Technological rat race
We all lose in the information age
In an attempt to increase his versatility, do-everything Explorer employee Eric Gruber purchased a pawnshop Palm Pilot last weekend. I expect it to double his productivity once he quits playing with it and applies it to serious purpose.
He already demonstrated the device's absolute utility after I made a chance remark about Jerry Seinfeld and Bizarro world. "That's episode such and such. It first aired on Oct. 3, 1996."
I was thrown off guard by the response made while I was looking the other direction. I didn't realize we had a Seinfeld expert worthy of a regular seat on the Comedy Channel's "Beat the Geeks" quiz show.

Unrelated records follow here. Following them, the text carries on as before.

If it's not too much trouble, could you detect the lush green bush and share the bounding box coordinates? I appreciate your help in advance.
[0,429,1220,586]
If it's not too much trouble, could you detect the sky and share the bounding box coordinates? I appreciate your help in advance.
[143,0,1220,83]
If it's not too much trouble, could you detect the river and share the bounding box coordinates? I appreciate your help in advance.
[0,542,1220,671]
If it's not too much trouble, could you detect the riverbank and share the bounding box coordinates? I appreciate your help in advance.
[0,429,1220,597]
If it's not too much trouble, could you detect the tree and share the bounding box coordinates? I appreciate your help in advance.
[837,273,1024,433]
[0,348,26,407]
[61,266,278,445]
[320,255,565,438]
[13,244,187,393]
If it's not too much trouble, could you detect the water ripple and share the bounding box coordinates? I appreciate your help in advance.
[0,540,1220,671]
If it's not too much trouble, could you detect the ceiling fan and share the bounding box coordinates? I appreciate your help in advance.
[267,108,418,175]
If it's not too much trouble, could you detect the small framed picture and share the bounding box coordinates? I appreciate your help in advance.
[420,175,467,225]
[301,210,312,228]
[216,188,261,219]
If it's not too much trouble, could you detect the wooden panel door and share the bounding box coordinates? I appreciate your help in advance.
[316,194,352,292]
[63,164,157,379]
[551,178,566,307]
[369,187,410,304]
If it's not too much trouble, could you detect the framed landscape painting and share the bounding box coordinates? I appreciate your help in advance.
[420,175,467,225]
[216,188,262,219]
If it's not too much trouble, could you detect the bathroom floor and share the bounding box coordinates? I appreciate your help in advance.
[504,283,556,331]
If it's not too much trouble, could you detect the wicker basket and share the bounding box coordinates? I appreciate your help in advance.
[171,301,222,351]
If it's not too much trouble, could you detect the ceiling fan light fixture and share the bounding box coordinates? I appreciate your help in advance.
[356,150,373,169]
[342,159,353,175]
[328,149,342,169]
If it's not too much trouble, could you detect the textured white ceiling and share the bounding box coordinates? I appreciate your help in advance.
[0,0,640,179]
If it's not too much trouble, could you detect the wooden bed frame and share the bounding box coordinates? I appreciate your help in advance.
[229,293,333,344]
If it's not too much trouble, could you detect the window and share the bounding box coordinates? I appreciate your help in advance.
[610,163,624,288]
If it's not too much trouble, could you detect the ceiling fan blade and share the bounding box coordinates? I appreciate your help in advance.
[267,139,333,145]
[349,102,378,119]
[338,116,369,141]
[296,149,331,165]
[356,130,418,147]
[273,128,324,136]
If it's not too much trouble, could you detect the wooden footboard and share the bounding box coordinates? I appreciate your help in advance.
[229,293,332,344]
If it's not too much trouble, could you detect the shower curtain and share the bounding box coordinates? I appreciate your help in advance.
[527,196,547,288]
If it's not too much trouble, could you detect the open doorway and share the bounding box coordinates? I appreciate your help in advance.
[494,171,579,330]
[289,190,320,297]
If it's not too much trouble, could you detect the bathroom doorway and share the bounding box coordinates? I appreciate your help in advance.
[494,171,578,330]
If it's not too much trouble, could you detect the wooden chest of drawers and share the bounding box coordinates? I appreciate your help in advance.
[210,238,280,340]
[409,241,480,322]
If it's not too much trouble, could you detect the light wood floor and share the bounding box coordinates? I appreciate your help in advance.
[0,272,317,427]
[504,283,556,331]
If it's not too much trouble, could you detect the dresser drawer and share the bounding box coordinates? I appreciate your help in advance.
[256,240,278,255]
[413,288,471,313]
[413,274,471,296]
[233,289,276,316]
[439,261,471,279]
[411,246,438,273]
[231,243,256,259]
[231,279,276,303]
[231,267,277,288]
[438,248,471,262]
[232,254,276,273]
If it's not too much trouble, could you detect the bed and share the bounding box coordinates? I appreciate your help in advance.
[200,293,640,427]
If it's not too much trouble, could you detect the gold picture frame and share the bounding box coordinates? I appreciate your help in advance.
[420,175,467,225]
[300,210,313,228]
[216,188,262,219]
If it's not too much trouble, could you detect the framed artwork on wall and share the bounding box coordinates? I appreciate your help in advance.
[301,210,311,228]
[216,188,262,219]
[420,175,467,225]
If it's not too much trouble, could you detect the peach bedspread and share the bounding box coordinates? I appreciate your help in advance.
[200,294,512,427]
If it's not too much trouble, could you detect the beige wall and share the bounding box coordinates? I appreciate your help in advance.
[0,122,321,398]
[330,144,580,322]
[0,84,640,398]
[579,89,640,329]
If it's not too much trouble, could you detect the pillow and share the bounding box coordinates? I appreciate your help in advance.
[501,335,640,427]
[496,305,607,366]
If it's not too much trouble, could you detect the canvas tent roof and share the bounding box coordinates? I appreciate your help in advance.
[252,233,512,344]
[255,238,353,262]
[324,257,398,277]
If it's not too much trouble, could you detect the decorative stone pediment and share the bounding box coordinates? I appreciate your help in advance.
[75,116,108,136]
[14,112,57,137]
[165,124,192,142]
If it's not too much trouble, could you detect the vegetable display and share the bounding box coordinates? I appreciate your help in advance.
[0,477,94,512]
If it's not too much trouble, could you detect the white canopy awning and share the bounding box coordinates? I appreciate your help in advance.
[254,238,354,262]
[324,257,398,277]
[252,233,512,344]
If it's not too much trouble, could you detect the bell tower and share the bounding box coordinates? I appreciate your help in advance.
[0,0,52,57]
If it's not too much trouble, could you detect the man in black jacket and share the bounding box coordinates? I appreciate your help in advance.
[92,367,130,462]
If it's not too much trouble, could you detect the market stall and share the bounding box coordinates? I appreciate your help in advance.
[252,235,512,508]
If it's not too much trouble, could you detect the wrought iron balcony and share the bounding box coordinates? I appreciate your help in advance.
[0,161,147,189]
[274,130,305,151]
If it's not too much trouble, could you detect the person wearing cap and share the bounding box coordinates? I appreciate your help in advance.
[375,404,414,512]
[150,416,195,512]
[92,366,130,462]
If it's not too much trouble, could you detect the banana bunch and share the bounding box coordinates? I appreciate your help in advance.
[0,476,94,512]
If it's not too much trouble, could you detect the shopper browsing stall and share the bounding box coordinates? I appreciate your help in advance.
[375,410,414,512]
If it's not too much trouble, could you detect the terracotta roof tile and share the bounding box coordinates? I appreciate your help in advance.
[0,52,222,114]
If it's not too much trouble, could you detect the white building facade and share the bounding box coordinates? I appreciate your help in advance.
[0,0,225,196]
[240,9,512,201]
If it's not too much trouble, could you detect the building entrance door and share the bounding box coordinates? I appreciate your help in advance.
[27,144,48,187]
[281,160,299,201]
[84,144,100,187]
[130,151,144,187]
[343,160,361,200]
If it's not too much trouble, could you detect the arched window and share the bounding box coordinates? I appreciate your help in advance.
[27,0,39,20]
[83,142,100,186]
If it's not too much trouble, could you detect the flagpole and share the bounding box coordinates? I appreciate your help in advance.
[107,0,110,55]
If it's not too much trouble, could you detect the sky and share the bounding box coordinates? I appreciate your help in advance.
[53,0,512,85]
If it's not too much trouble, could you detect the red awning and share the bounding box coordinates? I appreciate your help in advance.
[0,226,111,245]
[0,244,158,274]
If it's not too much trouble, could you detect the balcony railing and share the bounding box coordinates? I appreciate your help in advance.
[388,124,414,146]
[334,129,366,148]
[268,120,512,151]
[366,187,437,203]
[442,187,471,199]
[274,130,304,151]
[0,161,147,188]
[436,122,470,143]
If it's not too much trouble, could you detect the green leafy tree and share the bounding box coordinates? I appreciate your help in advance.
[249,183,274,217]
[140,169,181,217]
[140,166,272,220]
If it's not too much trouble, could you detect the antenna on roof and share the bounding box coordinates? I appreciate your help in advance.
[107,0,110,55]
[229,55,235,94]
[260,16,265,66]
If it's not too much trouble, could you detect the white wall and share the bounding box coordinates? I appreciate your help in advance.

To his credit, Eric fessed up. He gained his near instant expertise via the Palm Pilot. It seemed he had downloaded a Seinfeld data base into the device the night before.
It was part of a wasted evening that Eric said caused a rift in his relationship. His girlfriend claims he is spending too much time with his "toy." He insists it's a tool, despite the obvious evidence to the contrary.
Eric's chief complaint is locating new models in department stores for just a few dollars more than he spent on his pawnshop bargain.
It's a lesson in electronic economics I learned in my 20s. As soon as I or one of my friends purchased a state-of-the-art stereo component, manufacturers would release something better. If you were lucky, the new gadget was only flashier or more powerful than your recent purchase. If you were more unfortunate, the technological leap made your shinny new eight-track tape deck completely obsolete. I came to believe I was some kind of marketing benchmark. Once I bought a component, it was time for the industry to move on.
Staying ahead in the information technology race is even more hopeless. It's like purchasing diamonds. The value drops by 80 percent when you sign the check.
Still, those clever little hand-held devices have a lot to recommend them. I have a friend who works for a state-funded agency that was considering purchasing laptops for five to six employees who spend a great deal of time on the road. The friend suggested the agency purchase a hand-held device instead. Like laptops, they could be used for word processing e-mails and Internet connections at 10 to 20 percent of the cost, my friend said.
The agency's purchasing agent agreed but said the agency had to get laptops. The state wouldn't approve any purchase for less than $2000, my friend was told.
The story suggests the state is less well-equipped to deal with the constant information technology onslaught than individuals.